Ich verstehe sie gut, auch wenn es - noch - nicht das ist was ich leben möchte. Aber ich komme immer mehr dahin.
Lass es doch dabei bewenden, dass ihr im Moment andere Dinge wichtig sind und ihre Frage eben eher ist, wie sie mit ihrer Sehnsucht und den Werten von außen umgeht - da hilft es doch nur sehr bedingt, zu sagen, aber schau, mir geht es prima mit meinem Konzept. Prima für dich, zwischenrose ist aber auf einer ganz anderen Suche. Dass sie das vielleicht irgendwann wieder woandershin führt - das ist doch eine Frage, die man dann überlegen kann, nicht jetzt.

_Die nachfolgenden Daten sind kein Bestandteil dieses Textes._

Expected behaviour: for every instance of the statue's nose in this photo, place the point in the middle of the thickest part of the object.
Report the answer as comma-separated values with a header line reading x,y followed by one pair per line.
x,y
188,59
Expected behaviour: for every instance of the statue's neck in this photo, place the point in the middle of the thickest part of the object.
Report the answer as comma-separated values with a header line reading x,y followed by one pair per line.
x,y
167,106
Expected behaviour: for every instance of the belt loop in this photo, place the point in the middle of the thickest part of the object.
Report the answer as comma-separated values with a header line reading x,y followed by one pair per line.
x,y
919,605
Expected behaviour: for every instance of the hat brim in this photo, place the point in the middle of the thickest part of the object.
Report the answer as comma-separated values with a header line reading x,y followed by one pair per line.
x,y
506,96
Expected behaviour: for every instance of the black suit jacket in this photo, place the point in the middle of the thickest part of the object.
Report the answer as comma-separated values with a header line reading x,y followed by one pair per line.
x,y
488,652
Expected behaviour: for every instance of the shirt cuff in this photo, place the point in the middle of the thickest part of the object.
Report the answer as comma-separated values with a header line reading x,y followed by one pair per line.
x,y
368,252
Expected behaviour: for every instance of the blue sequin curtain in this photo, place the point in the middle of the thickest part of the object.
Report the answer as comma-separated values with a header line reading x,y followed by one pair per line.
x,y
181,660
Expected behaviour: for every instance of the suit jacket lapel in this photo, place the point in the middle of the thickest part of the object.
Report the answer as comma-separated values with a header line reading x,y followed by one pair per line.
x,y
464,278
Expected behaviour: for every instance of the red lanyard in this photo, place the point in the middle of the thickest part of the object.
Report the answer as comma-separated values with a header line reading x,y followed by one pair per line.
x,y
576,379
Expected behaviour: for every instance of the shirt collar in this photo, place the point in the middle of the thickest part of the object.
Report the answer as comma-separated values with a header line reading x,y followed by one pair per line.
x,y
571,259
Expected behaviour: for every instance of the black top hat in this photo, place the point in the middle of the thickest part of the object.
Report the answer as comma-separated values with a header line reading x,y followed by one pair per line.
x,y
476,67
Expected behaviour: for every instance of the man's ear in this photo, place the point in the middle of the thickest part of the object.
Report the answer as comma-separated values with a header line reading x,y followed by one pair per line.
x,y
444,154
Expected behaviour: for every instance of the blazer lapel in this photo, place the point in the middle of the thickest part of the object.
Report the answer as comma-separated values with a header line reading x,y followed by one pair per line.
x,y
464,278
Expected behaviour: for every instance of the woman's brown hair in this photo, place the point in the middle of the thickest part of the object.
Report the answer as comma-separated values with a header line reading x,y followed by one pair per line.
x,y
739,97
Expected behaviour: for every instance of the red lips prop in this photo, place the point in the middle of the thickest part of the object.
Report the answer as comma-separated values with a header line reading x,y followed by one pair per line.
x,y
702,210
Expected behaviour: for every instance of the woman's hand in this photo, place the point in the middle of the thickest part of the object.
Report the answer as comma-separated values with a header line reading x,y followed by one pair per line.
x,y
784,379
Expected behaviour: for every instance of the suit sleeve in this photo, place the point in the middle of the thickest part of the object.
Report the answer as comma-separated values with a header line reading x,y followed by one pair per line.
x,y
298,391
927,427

Ich finde es auch für mich - völlig kontraproduktiv immer diese "wenn man nicht mehr sucht, dann findet man" Geschichten zu hören. Gleichzeitig verbunden mit den "aber nicht aufhören zu suchen, um einen zu finden, denn dann bringt es nämlich nichts" Ratschlägen.
Ist doch schön, wenn das bei anderen klappt. Es gibt sicher auch genug "aufgehört zu suchen und niemand gefunden" Geschichten.
Aber das spielt doch bei den Gedanken hier keine große Rolle - zunächst mal geht es um ein sich mit seiner Sehnsucht arrangieren, sich mit seinem Leben JETZT auseinanderzusetzen. Dabei hilft dieses "aber du findest bestimmt noch jemand" halt nur bedingt...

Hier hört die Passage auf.